I was surprised to see The Last Unicorn on The Criterion Channel. I don't think it's getting a Criterion edition release on disk but the Criterion Channel seems to put up movies from outside their collection now and then. In any case, the print they're streaming of course looks fantastic.

It's also the version with all the swear words left in. Though the only one I remember is Prince Lir saying "Damn" when he's trying to write a poem. If I wanted to hear Jeff Bridges swear I suppose I could just watch The Big Lebowski again.

The background art always impresses me. It was done by future members of Studio Ghibli in Japan though the design overall obviously owes a great debt to Disney's Sleeping Beauty. It has that wonderful medieval tapestry quality of being oddly boxy and not quite conforming to correct visual perspective.

I loved this movie when I was a kid but few of the movies I loved as a kid resonant so strongly as I grow older. I guess that's inevitable for a movie about incremental death and the struggle against it. The unicorn (Mia Farrow) is immortal but her quest is to find her vanished race. Mommy Fortuna (Angela Lansbury) seeks immortality by capturing immortal beings, figuring then her memory at least will live forever. And King Haggard (Christopher Lee) talks about how he imprisoned the unicorns because the sight of them makes him feel young.

Haggard is practically a drug addict.

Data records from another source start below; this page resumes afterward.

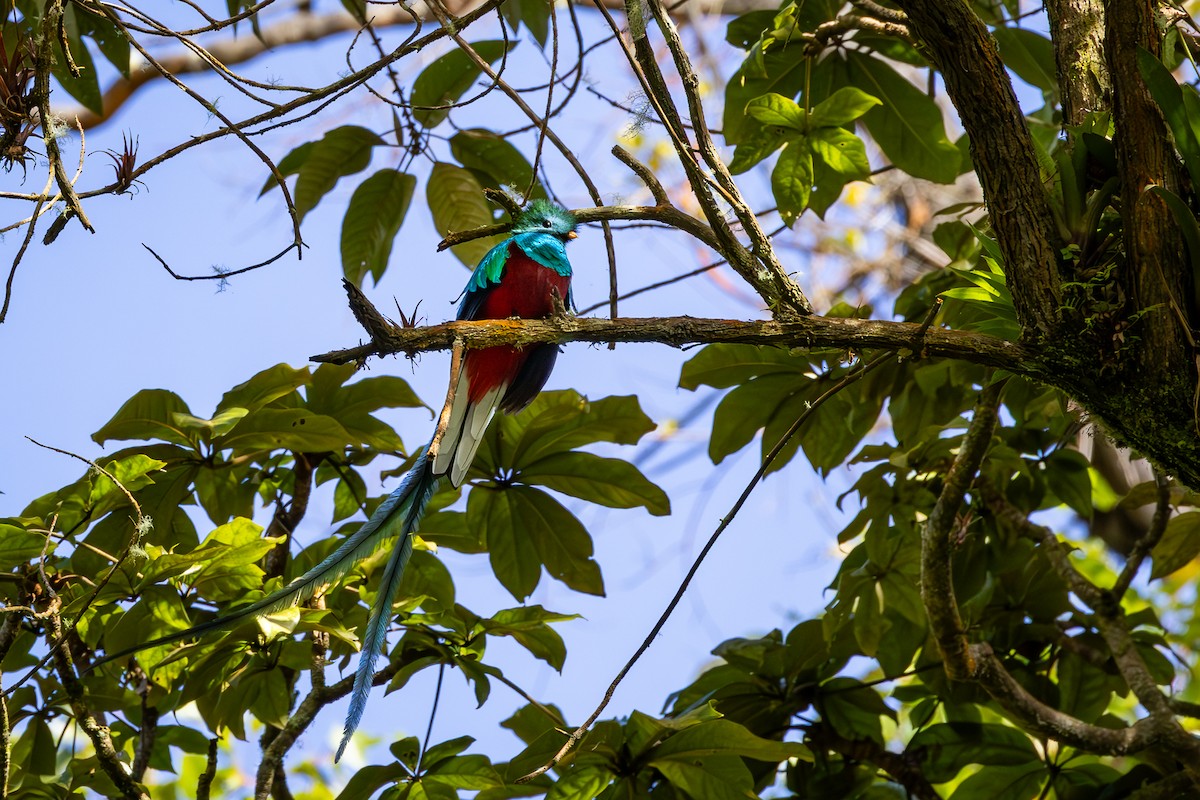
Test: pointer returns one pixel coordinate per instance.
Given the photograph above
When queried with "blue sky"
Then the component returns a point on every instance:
(95, 319)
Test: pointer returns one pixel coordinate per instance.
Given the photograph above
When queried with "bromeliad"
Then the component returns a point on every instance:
(527, 275)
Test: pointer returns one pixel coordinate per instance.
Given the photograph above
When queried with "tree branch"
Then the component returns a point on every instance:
(301, 28)
(964, 52)
(77, 696)
(681, 331)
(1080, 60)
(936, 578)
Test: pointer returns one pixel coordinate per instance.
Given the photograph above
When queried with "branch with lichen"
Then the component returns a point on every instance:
(49, 28)
(77, 697)
(388, 338)
(936, 575)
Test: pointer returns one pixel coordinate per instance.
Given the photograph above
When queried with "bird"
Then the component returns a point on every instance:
(527, 276)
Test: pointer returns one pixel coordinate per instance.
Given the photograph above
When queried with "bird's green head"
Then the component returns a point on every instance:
(543, 216)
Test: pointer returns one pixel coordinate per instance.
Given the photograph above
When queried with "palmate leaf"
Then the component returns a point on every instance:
(529, 626)
(491, 156)
(445, 80)
(791, 181)
(909, 125)
(148, 415)
(456, 200)
(610, 482)
(948, 747)
(343, 151)
(843, 107)
(989, 295)
(773, 389)
(1180, 543)
(376, 212)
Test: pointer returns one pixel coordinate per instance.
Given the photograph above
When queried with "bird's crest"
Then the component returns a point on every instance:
(546, 217)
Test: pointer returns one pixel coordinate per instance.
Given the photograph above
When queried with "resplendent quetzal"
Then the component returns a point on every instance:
(520, 277)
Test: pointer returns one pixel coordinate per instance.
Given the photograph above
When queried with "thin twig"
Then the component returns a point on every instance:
(574, 739)
(433, 714)
(1145, 545)
(221, 275)
(204, 782)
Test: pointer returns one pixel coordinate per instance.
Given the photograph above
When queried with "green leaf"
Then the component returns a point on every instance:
(778, 110)
(562, 542)
(723, 366)
(777, 64)
(559, 421)
(109, 38)
(909, 125)
(841, 151)
(147, 415)
(84, 88)
(1030, 55)
(372, 221)
(456, 202)
(289, 164)
(264, 388)
(286, 428)
(514, 558)
(841, 108)
(949, 746)
(757, 145)
(581, 783)
(528, 626)
(448, 749)
(744, 31)
(18, 546)
(791, 181)
(855, 709)
(1180, 543)
(717, 777)
(1002, 783)
(1169, 97)
(720, 738)
(471, 773)
(342, 151)
(367, 780)
(444, 82)
(489, 154)
(607, 481)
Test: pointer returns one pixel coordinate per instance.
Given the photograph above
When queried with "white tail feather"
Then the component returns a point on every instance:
(449, 443)
(474, 425)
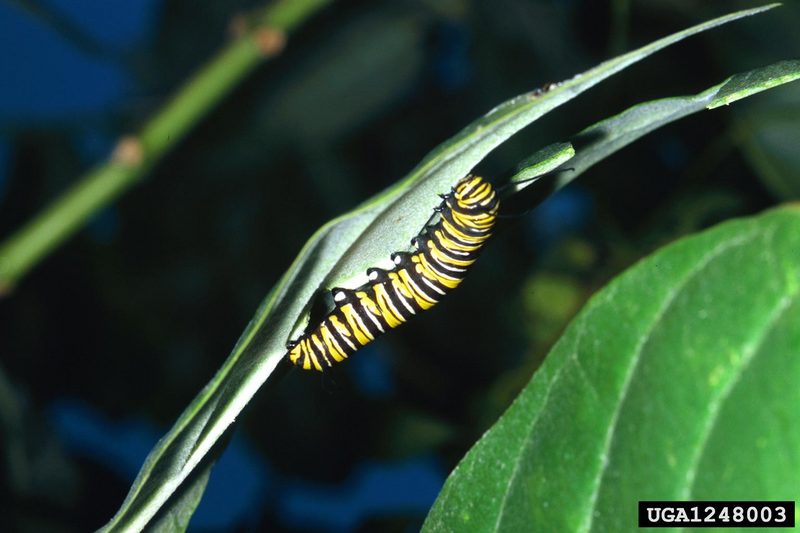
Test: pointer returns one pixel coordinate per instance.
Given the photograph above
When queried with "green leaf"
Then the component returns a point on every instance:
(610, 135)
(677, 381)
(337, 255)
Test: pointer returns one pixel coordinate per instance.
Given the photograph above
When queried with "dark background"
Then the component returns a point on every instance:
(106, 341)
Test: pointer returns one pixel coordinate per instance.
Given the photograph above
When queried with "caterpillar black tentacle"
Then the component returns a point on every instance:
(444, 253)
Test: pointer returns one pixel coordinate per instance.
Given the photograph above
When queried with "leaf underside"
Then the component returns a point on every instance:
(337, 255)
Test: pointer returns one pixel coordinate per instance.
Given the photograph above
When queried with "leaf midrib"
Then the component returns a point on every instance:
(637, 356)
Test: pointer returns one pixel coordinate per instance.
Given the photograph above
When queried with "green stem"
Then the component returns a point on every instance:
(103, 184)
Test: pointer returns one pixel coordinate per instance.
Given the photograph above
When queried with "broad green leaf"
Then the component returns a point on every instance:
(337, 255)
(677, 381)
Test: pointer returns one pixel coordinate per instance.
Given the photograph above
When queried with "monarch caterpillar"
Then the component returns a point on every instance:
(444, 253)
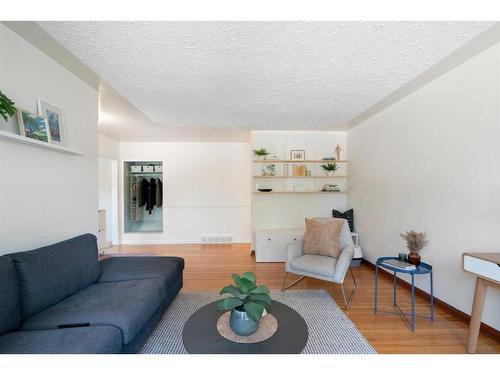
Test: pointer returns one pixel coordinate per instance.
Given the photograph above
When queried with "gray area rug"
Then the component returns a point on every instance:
(330, 330)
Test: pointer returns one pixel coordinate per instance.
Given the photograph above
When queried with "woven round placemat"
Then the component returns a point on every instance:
(267, 328)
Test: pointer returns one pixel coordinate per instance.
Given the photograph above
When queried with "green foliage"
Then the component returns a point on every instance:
(261, 152)
(7, 108)
(330, 167)
(253, 299)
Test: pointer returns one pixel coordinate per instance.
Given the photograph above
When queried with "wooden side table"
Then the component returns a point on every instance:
(486, 266)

One might even interpret the white horses riding the waves as heroin, I suppose. But in his chronic boredom and lack of interest in anything that doesn't make him happy, he allows his castle to decay and his kingdom to fall into neglect. Christopher Lee's performance really elevates what might otherwise just seem like a petty character. It reminds me of the song "Sunny" by Morrissey who submits a plea to a drug addict friend to sober up even as he admits that the addict "is not even wrong" about what he perceives of the world that makes it worthy of escape. Lee makes Haggard seem wise for being so incredibly selfish.

Mia Farrow also gives a wonderful performance as the unicorn. An aloof, immortal being, she could easily have been boring but Farrow's performance has such an irrepressible vulnerability, she always sounds like she's on the point of being shattered. Obviously that helps with the dramatic tension.

I love that Rankin Bass aesthetic with the art noveau-ish, excessive contour lines. I'm so glad The Last Unicorn has a decent edition widely available. Now if only someone would do the same thing for Rankin Bass' The Hobbit.